We barely ever see TPN so I'll default to the more experienced nurses. But it sounds like you did right. Our sepsis protocol says we do cultures and abx in under an hour. Doesn't matter if you have all 3 abx completed, as long as they were started in under an hour. So it sounds like you did just fine judging by our standards.

Specializes in MICU, SICU, CICU.

I probably would have stopped the TPN. Usually if my docs are worried about sepsis, they would d/c it until we had negative blood cultures. Otherwise I probably would have gotten the doc intubating to drop a TLC in the IJ or subclavian while they were in the unit.

You really have no choice except to stop the TPN and monitor for hypoglycemia. When you get a new triple lumen you can restart it if they want it to keep running. BTW, once you use the TPN port for something else, you can't restart TPN on that port anyway, because TPN has to run through a dedicated, TPN-only port.

Specializes in Critical Care- Medical ICU.

Yes, that was one of my concerns as well because I knew I had been taught that TPN needs a dedicated line. I hate double lumens period.
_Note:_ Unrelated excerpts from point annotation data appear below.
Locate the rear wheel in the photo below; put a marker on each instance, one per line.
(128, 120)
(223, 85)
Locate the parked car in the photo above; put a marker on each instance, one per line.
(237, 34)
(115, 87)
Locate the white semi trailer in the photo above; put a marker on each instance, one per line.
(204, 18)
If you are gonna go through the trouble of putting in a line, might as well make it a triple lumen!!!

Our ICU team is good about using only triple or even quad lumen lines, but I guess things are different on the regular floor when they arent expecting to have to run a gazillion drips.

Thanks to all for your answers so far! ..... Being a new ICU nurse is hard :(

I think you did the right thing. It was a peri-arrest situation so your priorities are Airway, Breathing, Circulation. ABC...not TPN. That can wait.

Specializes in CCT.

Would have stopped the TPN, and have been paging a physician to get a central line ASAP. I get VERY suspicious of line sepsis in the patient with undifferentiated sepsis and TPN through a PICC.
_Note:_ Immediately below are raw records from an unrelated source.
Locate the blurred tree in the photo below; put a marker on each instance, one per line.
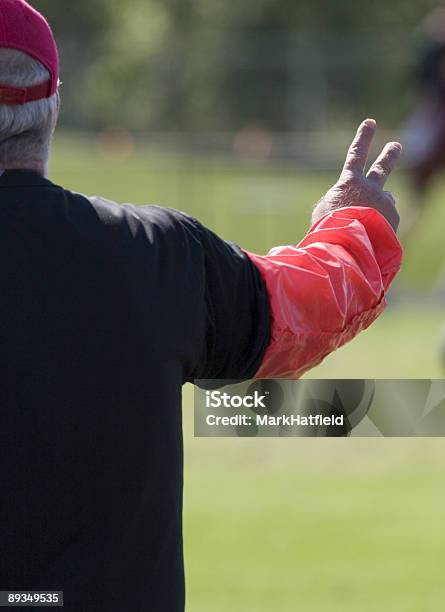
(218, 65)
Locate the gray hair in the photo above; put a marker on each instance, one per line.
(25, 131)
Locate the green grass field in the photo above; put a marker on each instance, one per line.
(281, 525)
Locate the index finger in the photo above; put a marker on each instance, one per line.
(359, 149)
(384, 164)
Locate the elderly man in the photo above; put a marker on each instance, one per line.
(106, 310)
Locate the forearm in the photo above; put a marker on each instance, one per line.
(327, 289)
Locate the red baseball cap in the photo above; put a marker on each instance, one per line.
(25, 29)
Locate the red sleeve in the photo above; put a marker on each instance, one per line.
(327, 289)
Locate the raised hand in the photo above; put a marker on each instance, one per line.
(354, 188)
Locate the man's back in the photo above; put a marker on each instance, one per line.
(97, 338)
Specializes in ER/ICU/STICU.

I agree with others. Stop TPN and get the meds in and just monitor for hypoglycemia and maybe get an order to hang D5NS, but my guess is if this patient is septic and has been on TPN then they most likely are going to be hyperglycemic. Once the patient is settled and has everything running then have the doc drop another central line, which they should already be doing and at least getting set up to do. Hopefully the patient is already tubed so it would be a little easier for the doc to put in the central line.

Specializes in NICU.

Did the TPN have insulin in it? Not all TPN does.

Specializes in ICU.

If you have an emergent newly admitted patient going into septic shock, very hypotensive and trending downwards, the TPN is the least of your worries. As others have said, the course of action would be to cease the TPN (and aspirate and flush the lumen); administer the other orders; continue to monitor her BSL and if necessary hang a bag of dextrose. In septic shock, it is extremely important to get the antibiotics up ASAP. Your preceptor gave you the correct guidance.
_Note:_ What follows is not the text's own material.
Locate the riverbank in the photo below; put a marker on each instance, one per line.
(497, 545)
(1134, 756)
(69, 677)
Specializes in PICU, SICU.

we stop tpn occasionaly for access issues your course of action was standard on our unit including the post about the D5 also know how fast you can givethe abx, some can be given in 15 minutes. Check with pharmacy and you might be surprised, however the mycins youll just have to wait

I'm still in nursing school, but I want to work in ICU when I graduate. If it was my patient, I think I would've stopped TPN and done glucose levels from time to time to monitor for hypoglycemia. If the patient is septic, hypotensive, and in a downward spiral, the TPN is the least of your worries. At the time, the priority was to start antibiotics to treat massive infection, increase BP to a more normal, and safe, range and maintain it there, get the patient intubated, and try to stabilize the patient's overall condition. If you continue the TPN and don't give the essential medications, the patient could very well die; and if the patient dies, well, then, TPN isn't really an issue at all now is it? If the glucose dropped and the patient became hypoglycemic after stopping TPN, you could always hang a bag of dextrose, increase the frequency of your glucose checks, and titrate the bag of dextrose to maintain a normal glucose level until you had a free port to start the TPN back again.